1, specify tag for Shard

Sh.addshardtag ("Shar1", "Shard_tag1"), Sh.addshardtag ("Shar2", "Shard_tag2"); Sh.addshardtag (" Shar3 "," Shard_tag2 ");

2, specify the chip key range for tag

Sh.addtagrange (
"Db_name.collection_name", {field:"Min_value"}, {field:"Max_value"}, " Shard_tag ")

Each shard tag can use any number of Tag,mongodb's equalizer to move the block, moving the chunk of a particular slice key range to a specific shard.
Third, manual distribution of data

MongoDB built-in equalizer (balancer), automatic data block splitting and movement, sometimes you can turn off balancer, using the Movechunk command to manually move the data block.

1, Close balancer

Connect to a MONGOs, update the Config.setting namespace

Use Config
Db.setting.update ({"_id": "Balancer"},{"Enabled":false},true)

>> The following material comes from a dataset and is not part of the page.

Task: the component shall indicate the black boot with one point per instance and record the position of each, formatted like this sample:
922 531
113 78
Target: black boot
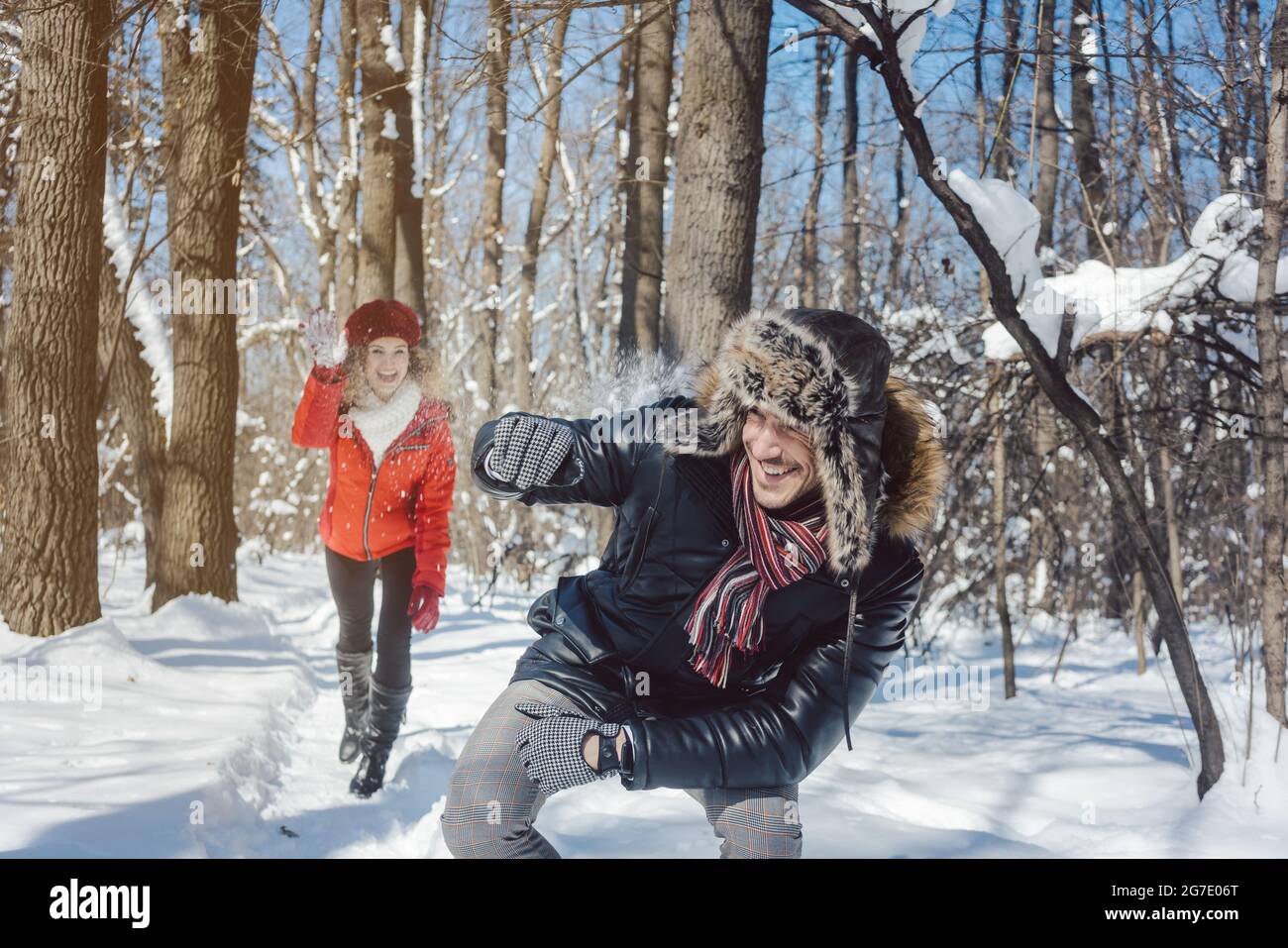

Sh.setbalancerstate (FALSE);

2, split block
A split block is a new boundary point that splits a chunk into two chunk at the boundary point. In MongoDB, the slice keys are sorted from small to large, and the boundary values belong to the chunk on the right.

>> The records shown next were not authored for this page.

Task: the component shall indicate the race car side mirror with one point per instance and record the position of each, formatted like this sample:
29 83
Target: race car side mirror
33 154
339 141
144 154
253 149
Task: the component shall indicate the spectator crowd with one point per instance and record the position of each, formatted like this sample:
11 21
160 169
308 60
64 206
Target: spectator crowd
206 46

Sh.splitat ("Db_name.collection_name", {sharded_filed: "New_boundary_value"})

3, moving the block
MongoDB moves the chunk that contains the specified document to the specified shard, and you must use the slice key to find the chunk you want.

Sh.movechunk ("Db_name.collection_name", {sharded_filed: "Value_in_chunk"}, "New_shard_name")

4, Enable Balancer

Sh.setbalancerstate (true)

5, refresh the MONGOs cache

Between the application layer and the data store, there is a query Router that Mongos,mongos synchronizes the configuration data from config server and caches it in MONGOs after the first boot or the metadata of the Shard is updated. Sometimes, MONGOs cannot synchronize the latest configuration information on the config server in a timely manner, resulting in the inability to route to the appropriate chunk, returning the correct data, and using the Flushrouterconfig command to manually refresh the MONGOs cache

Db.admincommand ({"Flushrouterconfig": 1})

Reference Documentation:

Sharding

MongoDB Data distribution

Related Article

Contact Us

The content source of this page is from Internet, which doesn't represent Alibaba Cloud's opinion; products and services mentioned on that page don't have any relationship with Alibaba Cloud. If the content of the page makes you feel confusing, please write us an email, we will handle the problem within 5 days after receiving your email.

If you find any instances of plagiarism from the community, please send an email to: info-contact@alibabacloud.com and provide relevant evidence. A staff member will contact you within 5 working days.

A Free Trial That Lets You Build Big!

Start building with 50+ products and up to 12 months usage for Elastic Compute Service

  • Sales Support

    1 on 1 presale consultation

  • After-Sales Support

    24/7 Technical Support 6 Free Tickets per Quarter Faster Response

  • Alibaba Cloud offers highly flexible support services tailored to meet your exact needs.